Remix.run Logo
weinzierl 4 days ago

Yes, exactly, human languages are complex and in my opinion Unicode used to be on a good track to tackle these complexities. I just think that nowadays they are not doing enough to help people around the world solving these problems.

pas 4 days ago | parent [-]

can you describe a few examples? what are you missing? or maybe are you aware of something they rejected that would be useful?

weinzierl 4 days ago | parent [-]

The elephant in the room is Han Unification but there are plenty of other issues. Here is one of my favourites from another thread just two days ago.

https://news.ycombinator.com/item?id=44971254

This is the rejected proposal.

https://www.unicode.org/L2/L2003/03215-n2593-umlaut-trema.pd...
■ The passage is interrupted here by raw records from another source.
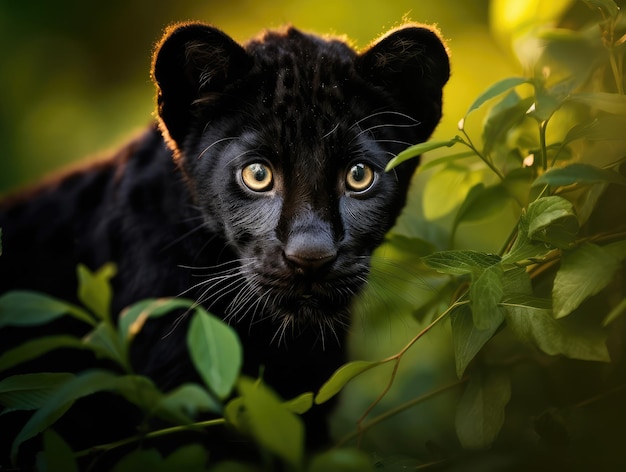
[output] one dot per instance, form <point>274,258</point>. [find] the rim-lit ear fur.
<point>192,61</point>
<point>412,64</point>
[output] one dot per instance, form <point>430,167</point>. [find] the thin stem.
<point>396,358</point>
<point>617,72</point>
<point>150,435</point>
<point>484,158</point>
<point>543,125</point>
<point>399,409</point>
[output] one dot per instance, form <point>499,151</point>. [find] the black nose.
<point>309,261</point>
<point>310,251</point>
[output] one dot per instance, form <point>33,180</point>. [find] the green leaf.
<point>341,377</point>
<point>480,412</point>
<point>445,160</point>
<point>25,308</point>
<point>486,290</point>
<point>552,220</point>
<point>466,338</point>
<point>139,390</point>
<point>105,343</point>
<point>556,337</point>
<point>461,262</point>
<point>526,301</point>
<point>578,173</point>
<point>601,128</point>
<point>617,311</point>
<point>133,318</point>
<point>215,351</point>
<point>56,455</point>
<point>417,150</point>
<point>271,423</point>
<point>30,391</point>
<point>341,460</point>
<point>301,404</point>
<point>36,348</point>
<point>184,403</point>
<point>502,118</point>
<point>481,203</point>
<point>494,90</point>
<point>584,272</point>
<point>94,289</point>
<point>523,247</point>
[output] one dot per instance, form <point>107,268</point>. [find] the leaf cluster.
<point>543,296</point>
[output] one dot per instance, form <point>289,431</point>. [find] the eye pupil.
<point>358,173</point>
<point>257,177</point>
<point>258,172</point>
<point>360,177</point>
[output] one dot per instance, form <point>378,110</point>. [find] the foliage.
<point>533,312</point>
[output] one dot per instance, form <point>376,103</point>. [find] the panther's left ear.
<point>193,61</point>
<point>412,64</point>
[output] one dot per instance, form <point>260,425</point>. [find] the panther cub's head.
<point>284,141</point>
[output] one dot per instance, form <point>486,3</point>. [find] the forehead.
<point>305,87</point>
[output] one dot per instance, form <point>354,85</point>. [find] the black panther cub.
<point>261,193</point>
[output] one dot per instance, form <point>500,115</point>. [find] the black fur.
<point>172,211</point>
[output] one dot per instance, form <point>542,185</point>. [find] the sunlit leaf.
<point>56,455</point>
<point>30,391</point>
<point>25,308</point>
<point>526,301</point>
<point>341,377</point>
<point>417,150</point>
<point>216,352</point>
<point>579,173</point>
<point>103,340</point>
<point>300,404</point>
<point>552,220</point>
<point>480,412</point>
<point>36,348</point>
<point>524,248</point>
<point>446,189</point>
<point>556,337</point>
<point>271,423</point>
<point>609,102</point>
<point>494,90</point>
<point>461,262</point>
<point>94,289</point>
<point>502,118</point>
<point>132,319</point>
<point>584,272</point>
<point>617,311</point>
<point>445,160</point>
<point>467,339</point>
<point>486,291</point>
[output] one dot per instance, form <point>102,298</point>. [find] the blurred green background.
<point>74,78</point>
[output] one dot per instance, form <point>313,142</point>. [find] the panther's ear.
<point>411,63</point>
<point>192,61</point>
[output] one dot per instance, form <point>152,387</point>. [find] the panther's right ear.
<point>192,61</point>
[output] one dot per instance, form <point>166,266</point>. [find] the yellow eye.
<point>360,177</point>
<point>258,177</point>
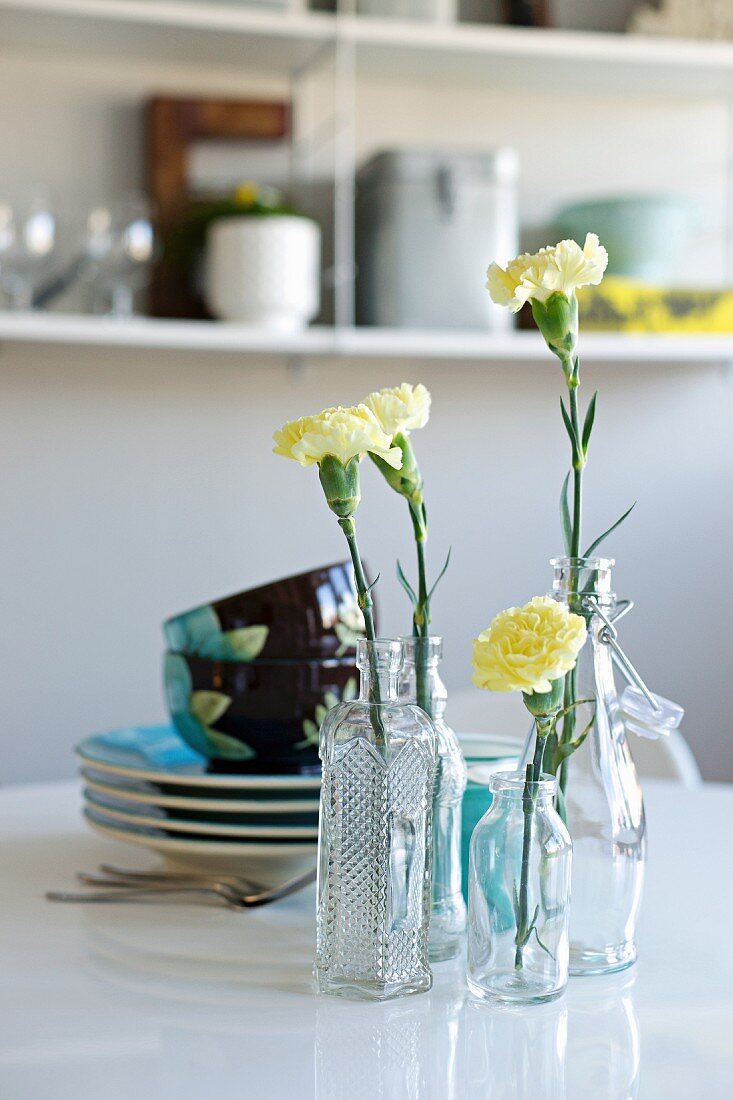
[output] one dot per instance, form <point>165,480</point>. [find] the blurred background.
<point>215,218</point>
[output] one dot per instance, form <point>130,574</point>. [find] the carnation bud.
<point>340,485</point>
<point>406,481</point>
<point>557,320</point>
<point>544,704</point>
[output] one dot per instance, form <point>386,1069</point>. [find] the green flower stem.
<point>348,526</point>
<point>577,477</point>
<point>576,531</point>
<point>534,770</point>
<point>422,612</point>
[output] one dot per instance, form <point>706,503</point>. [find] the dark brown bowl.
<point>256,717</point>
<point>313,615</point>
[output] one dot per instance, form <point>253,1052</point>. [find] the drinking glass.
<point>120,246</point>
<point>28,240</point>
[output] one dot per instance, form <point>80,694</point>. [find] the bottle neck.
<point>509,791</point>
<point>387,682</point>
<point>379,664</point>
<point>576,581</point>
<point>423,657</point>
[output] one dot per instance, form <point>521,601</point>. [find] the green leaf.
<point>567,748</point>
<point>544,946</point>
<point>247,642</point>
<point>406,585</point>
<point>374,583</point>
<point>208,706</point>
<point>440,575</point>
<point>600,539</point>
<point>188,633</point>
<point>565,514</point>
<point>229,748</point>
<point>571,431</point>
<point>588,425</point>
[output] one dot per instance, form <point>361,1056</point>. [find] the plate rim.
<point>225,781</point>
<point>184,802</point>
<point>200,847</point>
<point>212,828</point>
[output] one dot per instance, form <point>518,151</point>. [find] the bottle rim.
<point>385,652</point>
<point>433,645</point>
<point>514,782</point>
<point>583,562</point>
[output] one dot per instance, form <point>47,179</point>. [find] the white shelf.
<point>167,30</point>
<point>198,31</point>
<point>549,58</point>
<point>321,342</point>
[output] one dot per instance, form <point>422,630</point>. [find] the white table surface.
<point>182,1001</point>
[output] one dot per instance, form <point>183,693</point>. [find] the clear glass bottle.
<point>379,760</point>
<point>518,869</point>
<point>447,904</point>
<point>600,796</point>
<point>518,875</point>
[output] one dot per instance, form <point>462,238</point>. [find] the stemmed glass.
<point>28,240</point>
<point>120,248</point>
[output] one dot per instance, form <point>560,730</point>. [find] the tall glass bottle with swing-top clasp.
<point>599,792</point>
<point>379,759</point>
<point>447,905</point>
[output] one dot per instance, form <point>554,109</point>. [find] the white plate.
<point>153,798</point>
<point>269,864</point>
<point>139,817</point>
<point>159,755</point>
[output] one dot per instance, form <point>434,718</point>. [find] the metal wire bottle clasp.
<point>609,636</point>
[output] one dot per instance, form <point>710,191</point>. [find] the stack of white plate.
<point>145,787</point>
If you read thread from above you will find more examples from other people.

pas 3 days ago | parent [-]

thanks! very interesting!

ah, and now I understand what the hell people mean when they put dots on coordinate! (but they are obviously wrong they should use the flying point from Catalan :)

... hm, so this issue is easily more than 20 years old. and since then there's no solution (or the German libraries consider the problem "solved" and ... no one else is making proposals to the WG about this nowadays)?
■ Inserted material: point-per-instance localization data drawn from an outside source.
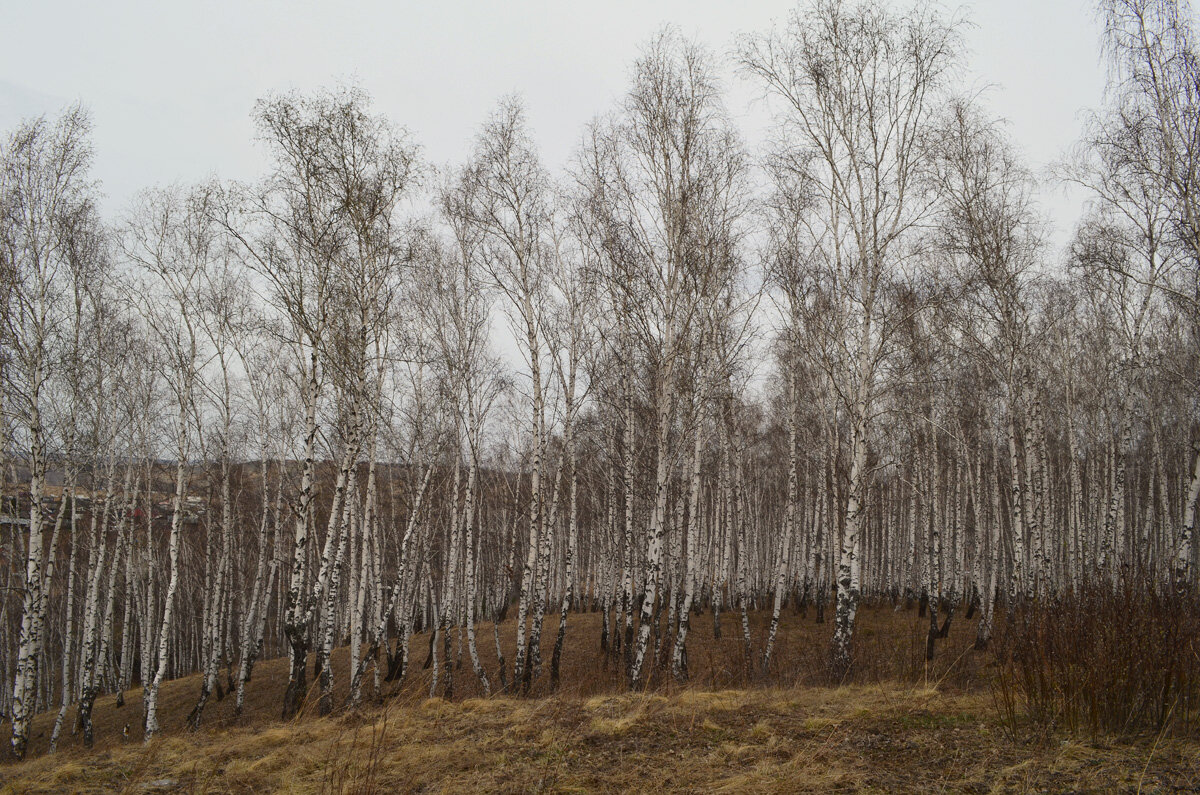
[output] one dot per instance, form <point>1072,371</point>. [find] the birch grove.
<point>370,401</point>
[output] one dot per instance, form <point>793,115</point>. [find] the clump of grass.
<point>1101,662</point>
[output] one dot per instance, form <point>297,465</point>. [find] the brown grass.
<point>899,727</point>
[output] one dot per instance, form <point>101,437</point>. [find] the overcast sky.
<point>171,85</point>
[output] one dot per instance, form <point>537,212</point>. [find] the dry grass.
<point>899,727</point>
<point>859,737</point>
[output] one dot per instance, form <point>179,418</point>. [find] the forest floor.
<point>900,725</point>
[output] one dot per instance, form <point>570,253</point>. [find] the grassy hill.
<point>899,727</point>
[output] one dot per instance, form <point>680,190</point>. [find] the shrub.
<point>1101,662</point>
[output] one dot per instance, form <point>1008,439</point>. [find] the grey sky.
<point>171,85</point>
also, technically - since there are already more than 150K allocated code points - adding a different combining mark seems the correct way to do, right?
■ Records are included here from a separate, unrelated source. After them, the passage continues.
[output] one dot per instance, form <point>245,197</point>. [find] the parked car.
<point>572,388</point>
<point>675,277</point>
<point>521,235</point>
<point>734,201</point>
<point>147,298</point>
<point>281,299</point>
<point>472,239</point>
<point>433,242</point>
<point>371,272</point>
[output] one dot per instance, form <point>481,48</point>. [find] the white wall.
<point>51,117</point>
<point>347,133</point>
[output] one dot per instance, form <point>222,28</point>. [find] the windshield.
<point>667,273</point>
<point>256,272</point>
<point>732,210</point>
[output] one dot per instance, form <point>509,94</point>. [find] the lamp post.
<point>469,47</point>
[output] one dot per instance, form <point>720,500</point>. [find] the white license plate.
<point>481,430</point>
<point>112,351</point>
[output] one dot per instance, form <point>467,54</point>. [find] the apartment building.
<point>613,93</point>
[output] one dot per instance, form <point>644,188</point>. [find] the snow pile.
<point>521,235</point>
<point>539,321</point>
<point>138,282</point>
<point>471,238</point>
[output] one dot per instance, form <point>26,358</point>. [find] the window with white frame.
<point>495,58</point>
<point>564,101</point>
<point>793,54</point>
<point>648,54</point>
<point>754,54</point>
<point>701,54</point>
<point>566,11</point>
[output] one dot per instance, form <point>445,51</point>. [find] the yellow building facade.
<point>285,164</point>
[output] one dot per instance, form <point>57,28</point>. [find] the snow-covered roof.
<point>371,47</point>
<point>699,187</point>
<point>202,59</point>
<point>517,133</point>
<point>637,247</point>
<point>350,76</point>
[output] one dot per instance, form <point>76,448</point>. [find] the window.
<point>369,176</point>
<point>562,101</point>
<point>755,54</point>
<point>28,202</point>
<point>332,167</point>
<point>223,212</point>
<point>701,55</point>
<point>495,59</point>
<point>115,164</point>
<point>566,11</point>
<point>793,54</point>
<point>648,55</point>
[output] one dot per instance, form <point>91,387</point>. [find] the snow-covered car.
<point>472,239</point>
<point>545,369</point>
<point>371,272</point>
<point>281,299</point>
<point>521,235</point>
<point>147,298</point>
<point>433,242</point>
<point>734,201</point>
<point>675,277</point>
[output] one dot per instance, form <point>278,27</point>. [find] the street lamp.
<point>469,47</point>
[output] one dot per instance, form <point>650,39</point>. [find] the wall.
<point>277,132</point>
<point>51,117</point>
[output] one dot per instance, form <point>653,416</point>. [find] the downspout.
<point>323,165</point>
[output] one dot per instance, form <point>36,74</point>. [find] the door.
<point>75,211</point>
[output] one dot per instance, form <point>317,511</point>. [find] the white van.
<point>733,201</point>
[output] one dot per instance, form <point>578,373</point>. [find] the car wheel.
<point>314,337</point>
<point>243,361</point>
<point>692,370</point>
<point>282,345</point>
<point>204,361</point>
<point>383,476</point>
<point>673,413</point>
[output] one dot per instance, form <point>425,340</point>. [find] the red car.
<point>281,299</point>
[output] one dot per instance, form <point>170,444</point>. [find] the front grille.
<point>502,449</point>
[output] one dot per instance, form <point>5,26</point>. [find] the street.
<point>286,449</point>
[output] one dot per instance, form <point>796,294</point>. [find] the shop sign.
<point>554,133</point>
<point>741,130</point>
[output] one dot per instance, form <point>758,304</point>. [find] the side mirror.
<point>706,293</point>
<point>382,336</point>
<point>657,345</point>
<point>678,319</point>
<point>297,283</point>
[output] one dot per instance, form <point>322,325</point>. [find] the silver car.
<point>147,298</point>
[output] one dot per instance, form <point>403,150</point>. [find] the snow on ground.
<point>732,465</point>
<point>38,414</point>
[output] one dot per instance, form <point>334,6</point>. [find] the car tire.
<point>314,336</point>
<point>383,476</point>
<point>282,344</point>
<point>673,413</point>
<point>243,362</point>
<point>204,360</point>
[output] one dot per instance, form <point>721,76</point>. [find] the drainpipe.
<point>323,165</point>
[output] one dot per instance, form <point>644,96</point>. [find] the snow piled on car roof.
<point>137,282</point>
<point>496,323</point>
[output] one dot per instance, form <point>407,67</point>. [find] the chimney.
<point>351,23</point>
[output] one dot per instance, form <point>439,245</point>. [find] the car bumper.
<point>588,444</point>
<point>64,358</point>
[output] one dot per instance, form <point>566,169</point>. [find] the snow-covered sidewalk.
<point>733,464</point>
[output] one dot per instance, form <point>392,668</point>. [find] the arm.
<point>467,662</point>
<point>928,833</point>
or it's now universally accepted that people who want to type ambigüité need to remember to type U+034F before the ü? (... or, of course it's up to their editor/typesetter software to offer this distinction)

regarding the Han unification, is there some kind of effort to "fix" that? (adding language-start language-end markers perhaps? or virtual code points for languages to avoid the need for searching strings for the being-end markers?)